Hello

“If they would just let me back into the house then we wouldn’t have this problem!” Andrew practically shouted. I could’ve sworn the walls shook around us, each word gaining momentum.


“That’s an awfully suspicious thing to say.” I noted.


“Better keep your voice down or we’ll have cops swarming us.” Daniel added. I gave a small laugh, as if any cop could find us. Our base was practically a criminals paradise, stocks of food for hiding out, sturdy walls, far off in the middle of nowhere.


A place no one could find.


I loved this military bunker. I knew the boys did too. It was the closest thing we had to a home.


I swung my legs off the bed and onto the floor.


“Weren’t you the one who made the rule ‘no shoes on the beds,’ Amelia?” Perry said in a mocking tone. I rolled my eyes at him and stood.


“How much longer are we going to hide out for?” I asked, snapping open my pocket knife and adding another line in the bunks wood.

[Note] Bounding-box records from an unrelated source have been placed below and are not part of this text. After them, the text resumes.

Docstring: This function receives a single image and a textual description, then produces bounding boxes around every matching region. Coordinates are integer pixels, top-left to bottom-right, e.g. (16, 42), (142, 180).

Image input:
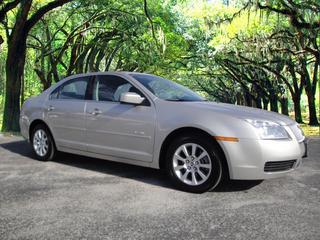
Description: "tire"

(166, 134), (223, 193)
(30, 124), (57, 161)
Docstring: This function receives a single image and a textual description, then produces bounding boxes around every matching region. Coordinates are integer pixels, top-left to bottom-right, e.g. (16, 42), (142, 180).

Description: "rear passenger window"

(93, 75), (143, 102)
(50, 77), (89, 100)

Rows and rows of lines with small spaces in between, as if someone hit the space bar on a computer.


Each row represents a time we hid here.


And each line represents a day.


“Until the _problem’s_ solved. And like I said, Beck is not letting us back in. Even worse, he knows our location.” Andrew said, pulling the conversation back to his outburst.


“Well where do you want us to go, Andrew? Climb up in the dusty vents again?” Daniel asked.


Perry shuttered. “I think there’s still dust up in my nose.”


“And _not_ good for my claustrophobia.” I couldn’t help but cringe at the thought of climbing back up into the vents, my arms pressed against each other and no space to note. Another reason I loved this bunker, space. But now, that space was in danger.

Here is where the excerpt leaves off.